All well and good, if a little confusing so far; the first three uses mentioned above are so well separated that probably mathematical papers using each of them form disjoint open neighbourhoods.

But when we come to Cayley graphs, there is real confusion.

Let *G* be a group, and *S* an inverse-closed subset of *G* not containing the identity. The *Cayley graph* Cay(*G,S*) is the graph with vertex set *G*, in which two elements *g* and *h* are joined if and only if *hg*^{−1}∈*S*. The fact that *S* is inverse-closed makes the graph undirected, and the fact that it doesn’t contain the identity makes the graph loopless. The group *G* acts on itself by right multiplication; this action embeds *G* into the automorphism group of the Cayley graph.

Now each of the following two definitions occurs in the literature:

- The Cayley graph Cay(
*G,S*) is*normal*if the set*S*is closed under conjugation in*G*; equivalently, the action of*G*by left multiplication is also contained in the automorphism group of the Cayley graph. - The Cayley graph Cay(
*G,S*) is*normal*if*G*(embedded by the right action as before) is a normal subgroup of the automorphism group of the graph.

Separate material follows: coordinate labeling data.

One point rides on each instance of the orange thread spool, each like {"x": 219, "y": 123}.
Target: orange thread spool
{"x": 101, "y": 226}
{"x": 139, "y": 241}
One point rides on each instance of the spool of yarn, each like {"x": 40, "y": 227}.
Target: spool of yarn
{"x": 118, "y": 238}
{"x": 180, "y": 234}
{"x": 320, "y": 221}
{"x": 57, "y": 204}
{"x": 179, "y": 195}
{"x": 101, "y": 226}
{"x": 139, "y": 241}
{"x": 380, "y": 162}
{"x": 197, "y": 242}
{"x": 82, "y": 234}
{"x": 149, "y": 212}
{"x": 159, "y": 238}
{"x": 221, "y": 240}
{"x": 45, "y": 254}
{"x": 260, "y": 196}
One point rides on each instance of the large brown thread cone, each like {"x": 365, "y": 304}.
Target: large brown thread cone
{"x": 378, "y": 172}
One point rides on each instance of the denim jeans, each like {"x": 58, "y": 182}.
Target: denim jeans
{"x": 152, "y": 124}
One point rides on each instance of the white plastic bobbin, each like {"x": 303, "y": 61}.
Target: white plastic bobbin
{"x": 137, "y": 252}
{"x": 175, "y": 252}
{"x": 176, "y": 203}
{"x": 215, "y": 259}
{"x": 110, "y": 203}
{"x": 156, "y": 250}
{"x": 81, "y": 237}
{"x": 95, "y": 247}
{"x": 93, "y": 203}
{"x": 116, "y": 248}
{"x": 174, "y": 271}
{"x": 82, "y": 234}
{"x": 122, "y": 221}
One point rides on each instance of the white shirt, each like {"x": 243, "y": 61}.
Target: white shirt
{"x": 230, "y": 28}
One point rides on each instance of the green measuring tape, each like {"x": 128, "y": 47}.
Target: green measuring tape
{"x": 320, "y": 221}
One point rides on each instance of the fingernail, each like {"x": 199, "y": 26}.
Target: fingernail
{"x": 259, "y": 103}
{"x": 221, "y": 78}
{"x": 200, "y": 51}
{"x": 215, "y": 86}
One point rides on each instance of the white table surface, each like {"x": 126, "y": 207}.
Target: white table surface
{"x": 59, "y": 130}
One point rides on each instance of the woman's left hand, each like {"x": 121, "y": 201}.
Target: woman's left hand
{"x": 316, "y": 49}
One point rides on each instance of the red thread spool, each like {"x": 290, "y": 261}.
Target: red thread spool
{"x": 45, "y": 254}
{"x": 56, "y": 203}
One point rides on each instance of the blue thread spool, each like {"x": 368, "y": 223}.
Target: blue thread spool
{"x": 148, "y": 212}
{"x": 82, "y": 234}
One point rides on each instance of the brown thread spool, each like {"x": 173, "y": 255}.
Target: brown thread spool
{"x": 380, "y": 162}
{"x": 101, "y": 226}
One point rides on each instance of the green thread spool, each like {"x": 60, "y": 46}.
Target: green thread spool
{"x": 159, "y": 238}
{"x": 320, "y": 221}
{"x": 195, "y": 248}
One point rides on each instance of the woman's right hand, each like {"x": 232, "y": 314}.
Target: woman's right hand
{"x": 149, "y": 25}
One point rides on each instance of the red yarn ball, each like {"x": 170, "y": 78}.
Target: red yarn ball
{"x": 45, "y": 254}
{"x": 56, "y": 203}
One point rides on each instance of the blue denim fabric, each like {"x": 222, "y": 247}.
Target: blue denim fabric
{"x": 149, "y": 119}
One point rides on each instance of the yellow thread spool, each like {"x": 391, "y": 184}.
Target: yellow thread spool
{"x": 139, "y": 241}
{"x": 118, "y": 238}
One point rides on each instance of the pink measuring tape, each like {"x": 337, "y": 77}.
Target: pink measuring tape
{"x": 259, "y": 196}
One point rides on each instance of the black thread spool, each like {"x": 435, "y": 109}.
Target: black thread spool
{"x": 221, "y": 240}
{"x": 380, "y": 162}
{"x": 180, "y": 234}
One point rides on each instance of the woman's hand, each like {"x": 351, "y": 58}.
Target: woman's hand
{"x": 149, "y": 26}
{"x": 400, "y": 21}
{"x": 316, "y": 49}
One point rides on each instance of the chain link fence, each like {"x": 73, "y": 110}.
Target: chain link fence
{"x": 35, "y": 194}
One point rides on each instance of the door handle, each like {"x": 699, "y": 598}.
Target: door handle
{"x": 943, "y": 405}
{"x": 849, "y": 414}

These two definitions are quite different. Indeed, the second one restricts the symmetry of the graph (its automorphisms are all contained in the normaliser of *G* in the symmetric group), while the second expands it (the left, as well as the right, action of *G* consists of automorphisms).

The complete graph on *G* is a Cayley graph for any group *G*; it is normal in the first sense but not the second (if the order of *G* is greater than 4). On the other hand, the Cayley graph of *S*_{3} with respect to two of its transpositions is a 6-cycle, and its automorphism group contains *S*_{3} as a (normal) subgroup of index 2; so it is normal in the second sense but not the first (since the three transpositions are conjugate).

Both terms, as I said, are well-established, and it is probably too late to change the terminology now.

This was on my mind because of recent events. The argument about synchronization for groups with regular subgroups mentioned in the last-but-one post depends on a relevant graph being a normal Cayley graph (in the first sense); but I learned about the result of Cai and Zhang at the conference in Shenzhen, which also had a talk about normal Cayley graphs (in the second sense).

Philosophers of mathematics argue about whether mathematics is discovered or invented. In the book of Genesis we read that God created the animals but Adam gave them their names. I think what the examples above show is that, whether mathematics is discovered or invented, the names we give to the concepts are our own invention.